Featured Image

A Ghost Story

2017
Titolo Originale:
A Ghost Story
REGIA:
David Lowery
CAST:
Casey Affleck (C)
Rooney Mara (M)
Will Oldham

Il nostro giudizio

A Ghost Story è un film del 2017, diretto da David Lowery

Il grande merito di aver saputo rivitalizzare un filone classico come quello del ghost movie non è certo da attribuire agli asfittici ectoplasmi barocchi del Crimson Peak di Guillermo del Toro, quanto più alla sensibilità di autori come Oz Perkins e David Robert Mitchell, i quali, attraverso una peculiare estetica a cavallo fra tradizione e innovazione, hanno saputo traghettare il filone verso nuovi affascinanti confini. Ed è proprio dalle rarefatte atmosfere di Io sono la bella creatura che vive in questa casa, piuttosto che alle deambulanti presenze all’orizzonte di It Follows, che David Lowery – reduce dall’obliabile remake Disney de Il drago invisibile – sembra aver attinto per dare corpo e anima a A Ghost Story, ammaliante e bizzarro oggetto filmico destinato a lasciare sconcertati e al contempo affascinati sin dal proprio fortunato esordio al Sundance 2017. Ennesimo colpo vincente della giovane A24, ancor prima di essere una storia di fantasmi – meglio, di un fantasma, nella quale, peraltro, di orrore non ve ne è nemmeno l’ombra –, A Ghost Story si presenta innanzitutto come un ipnotico (melo)dramma dedicato al profondo (e al contempo sempre più relativo) rapporto fra amore e tempo, un racconto di sofferenza durante e oltre la vita capace di unire il cinema filosofico-cerebrale di Richard Linklater alle dilatazioni atmosferiche di Gus Van Sant.

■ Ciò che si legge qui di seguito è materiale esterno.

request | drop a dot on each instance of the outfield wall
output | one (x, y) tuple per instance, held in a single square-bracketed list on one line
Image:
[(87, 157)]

Protagonisti di questa piccola grande epopea sono C (Casey Affleck) e M (Rooney Mara), una coppia come tante da poco trasferitasi in una casa di periferia e legata da un complicato ma profondo affetto, il quale s’infrange nel momento in cui l’uomo muore in seguito a un incidente stradale.

dentro 2

 

 

Deciso tuttavia a non “passare oltre”, C ritorna alla propria dimora sotto forma di fantasma in piena regola, con tanto di lenzuolo bianco d’ordinanza e buchi per gli occhi, costretto (come il Buce Willis di Il sesto senso) a osservare impotente la propria compagna tentare di rifarsi una vita, mentre (come la Nicole Kidman di The Others) si trova a dover convivere con i nuovi inquilini/intrusi. Unica fonte di speranza in questo universo in cui il tempo non ha ormai più significato risiede nelle rade chiacchierate a distanza con un altro ectoplasma (la pop star Kesha), abitante dirimpetto, e il disperato tentativo di ritracciare un misterioso messaggio dell’amata che potrebbe finalmente dargli la pace sperata. Al di là della delicata semplicità della trama, gran parte del fascino di A Ghost Story risiede in un ammaliante impianto estetico, nel quale lente panoramiche esplorative e tableaux vivants densi di stasi si alternano a un montaggio sincopato che ben illustra la relatività del tempo che passa inesorabile, il tutto corredato da un insolito formato 4:3 dai bordi arrotondati che comprime lo sguardo all’interno di un universo eminentemente visuale (il buon vecchio “cinema puro” hitchcockiano) dominato dal silenzio, un mondo fatto solo d’immagine nel quale la parola sembra non trovare posto. Una realtà altra dove è permesso anche a due ectoplasmi della porta accanto abbandonarsi a un muto eloquio esistenzialista al quale il pubblico può grottescamente presenziare attraverso i sottotitoli.

dentro 1

 

Se, come afferma Haneke, la sceneggiatura deve essere scarna come un osso al quale sono gli attori a dover ancorare la propria  polpa, allora il lavoro compiuto dalla coppia di protagonisti appare qualcosa di davvero sublime, tanto che non si può non rimanere estasiati dinnanzi a una Rooney Mara intenta a divorare da sola un’intera torta salata durante un ipnotico pianosequenza di oltre dieci minuti, al pari della stupenda performance mascherata e integralmente prossemica di uno straniato Casey Affleck, eguagliata solo dal Michael Fassbender di Frank. Forte di un epilogo fra i più complessi e commoventi che il cinema abbia mai prodotto, A Ghost Story è tutto questo e molto di più, un mondo surreale e ammaliante nel quale mancherebbe soltanto un bel “BOH!” liberatorio.